To explain the sporadic and unpredictable nature of the reversals, it has been suggested that the “frame rate” of the sampling drifts randomly around a mean value (VanRullen et al., 2005), yielding flexible episodes which may be context dependent. In a refutation of the sampling hypothesis, Kline et al. (2004) demonstrated that two side by side identical moving patterns do not undergo illusory reversal simultaneously, as would be required by a discrete sampling of the visual scene. This observation of independent reversals holds whether the two stimuli are in the same or different hemifields, precluding the possibility of independent sampling of the two hemispheres (Kline et al., 2004). However, these findings did not rule out the possibility that regions of the visual field are sampled independently, perhaps in an object-based manner (VanRullen, 2006). Given this uncertainty, several authors remain advocates of the snapshot hypothesis (Andrews & Purves, 2005; Rojas, Carmona-Fontaine, Lopez-Calderón, & Aboitiz, 2006; Simpson, Shahani, & Manahilov, 2005; VanRullen, 2006, 2007; VanRullen et al., 2005). 
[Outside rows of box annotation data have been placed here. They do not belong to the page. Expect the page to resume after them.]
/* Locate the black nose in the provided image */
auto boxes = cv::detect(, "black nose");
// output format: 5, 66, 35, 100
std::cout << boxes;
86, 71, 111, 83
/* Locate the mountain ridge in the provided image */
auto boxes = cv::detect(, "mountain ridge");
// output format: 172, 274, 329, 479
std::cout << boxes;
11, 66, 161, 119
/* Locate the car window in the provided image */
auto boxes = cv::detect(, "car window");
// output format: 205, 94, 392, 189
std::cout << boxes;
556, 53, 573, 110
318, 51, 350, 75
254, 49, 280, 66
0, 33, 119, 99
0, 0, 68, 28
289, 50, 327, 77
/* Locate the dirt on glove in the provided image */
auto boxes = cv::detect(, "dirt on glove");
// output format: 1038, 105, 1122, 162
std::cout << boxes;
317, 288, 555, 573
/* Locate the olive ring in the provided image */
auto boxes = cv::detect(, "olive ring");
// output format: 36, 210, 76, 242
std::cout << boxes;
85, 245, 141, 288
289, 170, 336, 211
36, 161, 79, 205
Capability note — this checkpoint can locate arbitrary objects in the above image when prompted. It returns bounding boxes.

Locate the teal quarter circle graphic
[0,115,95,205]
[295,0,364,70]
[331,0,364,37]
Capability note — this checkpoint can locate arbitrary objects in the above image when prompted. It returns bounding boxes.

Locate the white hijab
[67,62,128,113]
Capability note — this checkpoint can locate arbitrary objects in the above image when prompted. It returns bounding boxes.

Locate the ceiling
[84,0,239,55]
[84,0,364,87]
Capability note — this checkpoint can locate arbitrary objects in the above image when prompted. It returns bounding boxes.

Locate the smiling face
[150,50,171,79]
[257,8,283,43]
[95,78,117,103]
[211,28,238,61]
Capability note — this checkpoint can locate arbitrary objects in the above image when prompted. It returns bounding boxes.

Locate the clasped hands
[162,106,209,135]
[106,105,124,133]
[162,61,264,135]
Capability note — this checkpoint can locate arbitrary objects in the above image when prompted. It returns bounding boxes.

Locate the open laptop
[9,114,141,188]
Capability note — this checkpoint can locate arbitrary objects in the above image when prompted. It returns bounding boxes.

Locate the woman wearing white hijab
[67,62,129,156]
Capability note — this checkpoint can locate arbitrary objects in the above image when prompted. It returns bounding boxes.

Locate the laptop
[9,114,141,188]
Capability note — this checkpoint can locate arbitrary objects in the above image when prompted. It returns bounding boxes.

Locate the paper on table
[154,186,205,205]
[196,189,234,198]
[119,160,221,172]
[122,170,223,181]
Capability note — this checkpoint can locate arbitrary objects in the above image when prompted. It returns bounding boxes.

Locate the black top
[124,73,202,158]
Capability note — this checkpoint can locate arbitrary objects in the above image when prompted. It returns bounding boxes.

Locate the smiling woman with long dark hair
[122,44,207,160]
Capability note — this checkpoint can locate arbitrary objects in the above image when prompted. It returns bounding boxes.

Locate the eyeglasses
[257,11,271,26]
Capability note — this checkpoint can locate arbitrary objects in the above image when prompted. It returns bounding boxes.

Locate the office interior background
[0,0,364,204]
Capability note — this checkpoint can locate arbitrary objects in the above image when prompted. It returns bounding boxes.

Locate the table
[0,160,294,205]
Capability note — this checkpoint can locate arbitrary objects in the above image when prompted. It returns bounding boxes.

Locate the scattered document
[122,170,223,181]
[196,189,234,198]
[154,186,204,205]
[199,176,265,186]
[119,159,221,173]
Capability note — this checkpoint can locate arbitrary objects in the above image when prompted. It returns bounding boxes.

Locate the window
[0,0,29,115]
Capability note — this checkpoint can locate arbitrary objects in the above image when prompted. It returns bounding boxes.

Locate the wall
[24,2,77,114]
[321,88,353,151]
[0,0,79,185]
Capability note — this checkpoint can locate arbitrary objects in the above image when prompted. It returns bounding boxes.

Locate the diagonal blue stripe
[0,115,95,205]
In this paper, we put the snapshot hypothesis to the next level of testing. First, to address the possibility of localized snapshots, we designed a stimulus consisting of two spatially overlapping, orthogonal periodic motions. The experimental question was whether IMR of the two motions would occur separately or simultaneously. If illusory reversals of the two motions occur independently, that will rule against localized snapshots. 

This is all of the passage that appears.